An Unfamiliar Chinese Byline — 21st Century Business Herald

21cbh

 

 

I can’t say I ever articulated it as a goal, because it always seemed too far-fetched. But, I did achieve something today I truly value. I had an article published in a leading Chinese newspaper under my own name. Well, not the name my parents gave me, but my Chinese name, 傅成, which is how I’m generally known here. You can click here to see the article. The title, IPO黄金时代一去不返 私募股权行业危机重重, can be translated as “With the Golden Age of IPOs Over,  the Chinese PE Industry is in Crisis”.

It’s an article about problems with unexited PE investments in China, and the block on IPOs for Chinese companies. It appears in the country’s only major national business daily, called 21st Century Business Herald, in English, or 21世纪报纸 in Chinese. Calling it the “Wall Street Journal of China” is a little bit of a disservice, since it enjoys more of a dominant position, both in reputation and in its area of financial reporting, than even the Journal. And I give way to no one in my complete admiration of the WSJ. It is the only newspaper I read and value.

I’ve been an occasional online columnist for 21st Century Business Herald for a couple of years. This may have made them more comfortable when dealing with my rather unusual request, to publish in the daily paper’s news pages under my name an article I submitted to them. This isn’t something Chinese newspapers, especially the major ones, would generally ever do. Media is sensitive in China, extremely well-monitored. I’m just a guy who runs a small advisory firm 1,500 miles from Beijing, and have had no other form of official vetting.

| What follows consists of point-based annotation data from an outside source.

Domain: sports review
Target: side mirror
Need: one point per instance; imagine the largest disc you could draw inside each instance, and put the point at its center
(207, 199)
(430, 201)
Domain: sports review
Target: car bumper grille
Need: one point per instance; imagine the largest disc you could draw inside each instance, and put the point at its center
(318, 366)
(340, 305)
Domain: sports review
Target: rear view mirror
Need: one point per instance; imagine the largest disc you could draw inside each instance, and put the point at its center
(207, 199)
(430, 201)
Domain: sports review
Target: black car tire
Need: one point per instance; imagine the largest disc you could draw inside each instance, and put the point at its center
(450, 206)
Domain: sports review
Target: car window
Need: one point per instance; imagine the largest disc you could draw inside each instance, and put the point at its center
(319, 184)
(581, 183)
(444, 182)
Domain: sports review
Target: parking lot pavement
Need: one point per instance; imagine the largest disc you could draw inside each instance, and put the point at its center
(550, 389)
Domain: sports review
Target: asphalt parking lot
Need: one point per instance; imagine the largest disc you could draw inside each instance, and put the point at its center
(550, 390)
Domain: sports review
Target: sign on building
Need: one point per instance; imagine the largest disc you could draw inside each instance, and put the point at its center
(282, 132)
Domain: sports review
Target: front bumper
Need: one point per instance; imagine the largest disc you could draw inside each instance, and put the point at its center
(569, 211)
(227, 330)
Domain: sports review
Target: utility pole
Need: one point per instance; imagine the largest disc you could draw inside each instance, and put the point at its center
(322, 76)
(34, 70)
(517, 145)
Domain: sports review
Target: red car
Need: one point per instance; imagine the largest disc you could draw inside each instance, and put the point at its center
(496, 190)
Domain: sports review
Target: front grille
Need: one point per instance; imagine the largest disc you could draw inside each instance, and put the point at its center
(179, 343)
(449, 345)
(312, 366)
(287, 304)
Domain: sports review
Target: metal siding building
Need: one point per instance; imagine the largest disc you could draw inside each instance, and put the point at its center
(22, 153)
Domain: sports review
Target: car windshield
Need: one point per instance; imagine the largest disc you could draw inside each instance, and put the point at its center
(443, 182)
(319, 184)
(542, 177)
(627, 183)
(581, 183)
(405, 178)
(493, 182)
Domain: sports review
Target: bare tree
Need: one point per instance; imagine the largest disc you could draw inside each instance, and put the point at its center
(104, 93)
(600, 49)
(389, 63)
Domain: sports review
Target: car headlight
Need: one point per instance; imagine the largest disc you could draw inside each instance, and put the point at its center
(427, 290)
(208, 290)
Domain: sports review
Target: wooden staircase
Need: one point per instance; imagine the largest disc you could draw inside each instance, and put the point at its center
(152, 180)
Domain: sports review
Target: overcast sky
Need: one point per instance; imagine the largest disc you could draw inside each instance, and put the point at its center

After a day of deliberating, I got word they’d agreed to run the story. I never spoke directly to any of the editors at the newspaper. I wasn’t allowed to. One of the team that manages the online columns acted as middleman.

It was important to me to have the article, as submitted, published, under my name. The article touches on a topic that I think is both important, and little understood — that the block in IPO exits, and the simultaneous cut-off in most new PE funding for private companies in China, is beginning to do real harm to the private sector economy in China. I wanted to make that point, directly and clearly, and not have it be massaged in any way.

I’m a guest in China, and feel extraordinarily privileged to live and work here. There’s nothing in my story critical of government policies, nor should there be. This crisis in China PE industry is largely of its own making.  Yes, the sudden stop of all IPOs does harm to PE investors. But, for years now, China’s PE industry has been overly-reliant on IPO as its one means of exit. Money flooded in and, even at the best of times, only a trickle leaked out through IPO. Now the trickle has been plugged shut. PE firms, their investors and the entrepreneurs they backed are all in serious peril. PEs may lose their LPs money, which would be very unfortunate. But, the real suffering is likely to be borne by the entrepreneurs, who may actually be doing a great job running their business, but now have a desperate unhappy investor inside and so no way to raise the additional capital they need to keep growing. They face a kind of slow asphyxiation.

Another reason I wanted the article to be published under my name was to try to make sure my company got some credit for the work we’ve done over six months to calculate and assess the scale of the problem of unexited deals in China. The article was published this morning. By lunchtime, electronic versions were popping up all over the Chinese internet, on most of the major financial news websites. In almost all cases, these repackaged versions all deleted my name and that of China First Capital. Pretty much par for the course in China. “Journalistic ethics” are two words not frequently paired in China. The pirated articles now discuss the findings of our research without ever mentioning who actually compiled it. If I were a reader, I’d wonder, “why should I believe any of these numbers when the article doesn’t tell me who the source is?” But, I guess Chinese readers aren’t that fussed.

As readers of this blog clearly will have noticed,  me and my company have gotten rather a lot of English-language press attention lately. But, not a single one of those articles, or the whole lump combined, gives me even a fraction of the satisfaction and joy I had this morning holding a Chinese newspaper and finding my article in the middle of page 15.